Joan Hickson

About Joan Hickson

Best known for playing elderly super-sleuth Miss Marple, Joan Hickson spent decades playing dotty aunts and housewives in over 100 films. Read on for some vital clues about her life.

The young Joan

Born in Northamptonshire in 1906, Joan first showed an interest in acting when she was just five years old. She saw a local production of Cinderella, and was so overwhelmed she barely spoke for days, except to announce that she must go and live next door to the theatre so that she could act whenever she liked. She was later to spend three years at RADA, and made her stage debut aged 20.

Agatha Christie approved

Joan was destined for the part of Miss Marple of St Mary Mead. She had a minor role in the 1961 Miss Marple film, Murder She Said, in which the lead role was played by Margaret Rutherford, whose comic performance was not appreciated by Agatha Christie. Christie saw Joan on set and said to her: "Some day I would like you to play my Miss Marple."

Half a Century

Joan's film career spanned over 50 years. Her first film was the 1937 thriller Love from a Stranger, starring Basil Rathbone, which was based on an Agatha Christie story. Her last was Century in 1993, directed by Stephen Poliakoff and co-starring Charles Dance.

Broadway star

Softly spoken Joan might seem an unlikely Broadway star, but she won a Tony Best Play Actress Award in 1979 for her performance in A Bedroom Farce, by Alan Ayckbourn. She took the role of Delia, a part she had also played at the National Theatre in London.

Worldwide fame

Joan achieved worldwide fame with the 12 episodes of Miss Marple in which she starred between 1984 and 1992. It has been shown in 30 countries, including China and the former Soviet Union.
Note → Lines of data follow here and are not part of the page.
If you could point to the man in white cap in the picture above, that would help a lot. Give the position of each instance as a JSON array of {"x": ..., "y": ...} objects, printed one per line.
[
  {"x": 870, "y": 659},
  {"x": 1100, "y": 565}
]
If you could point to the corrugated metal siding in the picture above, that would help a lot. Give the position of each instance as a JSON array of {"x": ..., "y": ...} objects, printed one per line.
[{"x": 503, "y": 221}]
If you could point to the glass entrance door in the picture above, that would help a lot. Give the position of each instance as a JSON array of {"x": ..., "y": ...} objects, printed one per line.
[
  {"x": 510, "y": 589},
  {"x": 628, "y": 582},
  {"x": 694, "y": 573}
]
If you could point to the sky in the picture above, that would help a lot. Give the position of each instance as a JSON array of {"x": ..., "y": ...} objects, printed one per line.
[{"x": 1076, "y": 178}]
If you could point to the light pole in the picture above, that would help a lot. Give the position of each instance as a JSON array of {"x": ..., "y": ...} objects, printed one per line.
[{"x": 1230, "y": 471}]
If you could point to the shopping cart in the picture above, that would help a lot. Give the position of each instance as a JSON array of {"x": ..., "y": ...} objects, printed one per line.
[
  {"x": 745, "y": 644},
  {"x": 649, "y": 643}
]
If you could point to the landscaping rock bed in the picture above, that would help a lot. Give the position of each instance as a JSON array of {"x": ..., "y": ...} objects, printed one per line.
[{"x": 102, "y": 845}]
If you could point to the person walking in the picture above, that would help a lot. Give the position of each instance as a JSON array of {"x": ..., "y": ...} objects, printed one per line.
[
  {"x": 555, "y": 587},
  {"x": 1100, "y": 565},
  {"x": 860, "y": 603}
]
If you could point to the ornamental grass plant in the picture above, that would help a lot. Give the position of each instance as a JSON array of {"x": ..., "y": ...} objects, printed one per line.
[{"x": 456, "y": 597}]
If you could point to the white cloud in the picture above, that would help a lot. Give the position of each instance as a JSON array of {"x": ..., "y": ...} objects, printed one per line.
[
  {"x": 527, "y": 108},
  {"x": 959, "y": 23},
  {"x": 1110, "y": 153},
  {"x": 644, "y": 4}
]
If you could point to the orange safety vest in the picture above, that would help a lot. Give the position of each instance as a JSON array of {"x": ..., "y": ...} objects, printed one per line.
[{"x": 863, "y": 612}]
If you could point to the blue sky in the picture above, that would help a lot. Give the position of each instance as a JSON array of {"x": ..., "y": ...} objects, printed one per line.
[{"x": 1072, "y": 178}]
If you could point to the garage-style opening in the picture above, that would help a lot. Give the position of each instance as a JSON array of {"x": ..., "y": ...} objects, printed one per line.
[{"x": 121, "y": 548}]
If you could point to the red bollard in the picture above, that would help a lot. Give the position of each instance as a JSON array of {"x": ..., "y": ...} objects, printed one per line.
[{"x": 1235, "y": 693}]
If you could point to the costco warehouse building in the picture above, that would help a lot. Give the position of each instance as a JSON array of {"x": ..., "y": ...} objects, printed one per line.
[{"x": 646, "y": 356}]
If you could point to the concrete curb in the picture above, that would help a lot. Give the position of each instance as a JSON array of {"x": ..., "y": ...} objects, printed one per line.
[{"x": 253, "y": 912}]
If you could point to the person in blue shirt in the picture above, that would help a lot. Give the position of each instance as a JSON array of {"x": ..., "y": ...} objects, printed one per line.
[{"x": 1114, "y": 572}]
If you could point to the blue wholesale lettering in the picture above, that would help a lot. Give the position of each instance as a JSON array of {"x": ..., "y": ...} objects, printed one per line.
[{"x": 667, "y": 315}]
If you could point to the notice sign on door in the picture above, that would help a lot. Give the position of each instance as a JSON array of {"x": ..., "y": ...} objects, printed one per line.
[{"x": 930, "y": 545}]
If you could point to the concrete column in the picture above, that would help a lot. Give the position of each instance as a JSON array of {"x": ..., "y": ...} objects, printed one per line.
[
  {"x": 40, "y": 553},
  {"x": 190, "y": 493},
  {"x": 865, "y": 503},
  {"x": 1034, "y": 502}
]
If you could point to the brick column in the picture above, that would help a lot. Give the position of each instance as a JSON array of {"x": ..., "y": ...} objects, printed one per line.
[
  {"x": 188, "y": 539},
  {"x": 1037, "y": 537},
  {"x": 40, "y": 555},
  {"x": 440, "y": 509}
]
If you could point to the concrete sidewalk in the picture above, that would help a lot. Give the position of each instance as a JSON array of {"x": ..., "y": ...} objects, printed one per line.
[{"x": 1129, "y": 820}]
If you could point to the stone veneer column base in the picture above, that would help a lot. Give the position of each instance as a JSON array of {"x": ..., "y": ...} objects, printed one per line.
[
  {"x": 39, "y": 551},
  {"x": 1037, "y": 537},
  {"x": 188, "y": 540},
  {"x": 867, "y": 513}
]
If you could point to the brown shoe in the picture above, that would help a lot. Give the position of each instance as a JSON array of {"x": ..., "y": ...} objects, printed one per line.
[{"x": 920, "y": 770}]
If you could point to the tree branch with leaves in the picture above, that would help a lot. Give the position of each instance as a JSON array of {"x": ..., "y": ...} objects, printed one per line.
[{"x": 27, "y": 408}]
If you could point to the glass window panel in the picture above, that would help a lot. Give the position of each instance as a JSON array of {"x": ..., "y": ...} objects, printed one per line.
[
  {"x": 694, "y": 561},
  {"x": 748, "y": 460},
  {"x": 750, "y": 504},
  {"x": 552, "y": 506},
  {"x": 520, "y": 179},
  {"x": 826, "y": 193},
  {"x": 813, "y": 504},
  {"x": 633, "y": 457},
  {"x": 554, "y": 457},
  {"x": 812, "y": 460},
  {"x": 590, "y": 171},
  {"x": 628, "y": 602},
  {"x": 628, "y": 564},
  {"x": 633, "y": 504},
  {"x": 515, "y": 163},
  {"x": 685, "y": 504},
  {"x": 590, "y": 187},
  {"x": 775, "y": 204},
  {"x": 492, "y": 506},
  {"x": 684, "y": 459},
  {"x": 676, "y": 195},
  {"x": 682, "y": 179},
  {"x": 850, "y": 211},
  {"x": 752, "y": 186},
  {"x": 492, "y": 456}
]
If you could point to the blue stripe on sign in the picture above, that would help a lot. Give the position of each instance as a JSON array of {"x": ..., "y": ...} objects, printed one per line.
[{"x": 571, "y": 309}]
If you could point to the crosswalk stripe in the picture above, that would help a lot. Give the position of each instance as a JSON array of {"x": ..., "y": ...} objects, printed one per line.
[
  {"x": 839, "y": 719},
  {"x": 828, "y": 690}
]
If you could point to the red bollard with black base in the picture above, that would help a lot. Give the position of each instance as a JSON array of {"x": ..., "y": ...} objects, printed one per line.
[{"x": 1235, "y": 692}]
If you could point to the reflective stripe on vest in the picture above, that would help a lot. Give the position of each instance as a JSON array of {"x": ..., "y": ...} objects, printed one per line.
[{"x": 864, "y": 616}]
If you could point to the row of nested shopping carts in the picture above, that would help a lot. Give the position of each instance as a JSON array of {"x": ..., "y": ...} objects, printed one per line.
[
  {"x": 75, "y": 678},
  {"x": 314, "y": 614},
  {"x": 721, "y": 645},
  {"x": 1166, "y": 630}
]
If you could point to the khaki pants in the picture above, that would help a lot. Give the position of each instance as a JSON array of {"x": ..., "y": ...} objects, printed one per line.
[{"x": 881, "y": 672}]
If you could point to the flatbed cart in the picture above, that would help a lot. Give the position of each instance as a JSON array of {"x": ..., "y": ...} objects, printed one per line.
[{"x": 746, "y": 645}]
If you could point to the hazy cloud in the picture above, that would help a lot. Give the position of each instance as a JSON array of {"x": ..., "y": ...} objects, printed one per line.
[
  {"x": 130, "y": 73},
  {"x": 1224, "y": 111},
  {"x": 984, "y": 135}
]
With David Suchet who played Christie's other world-famous sleuth, Poirot, Joan was joint president of The Agatha Christie Society until her death in 1998.

Carry On Joan In contrast to her role as the quiet, gentle Miss Marple, Hickson appeared in a number of Carry On films. She is an aristocratic drunk in Constable, an officious sister in Nurse, a matron in Regardless and an overprotective mother in Loving.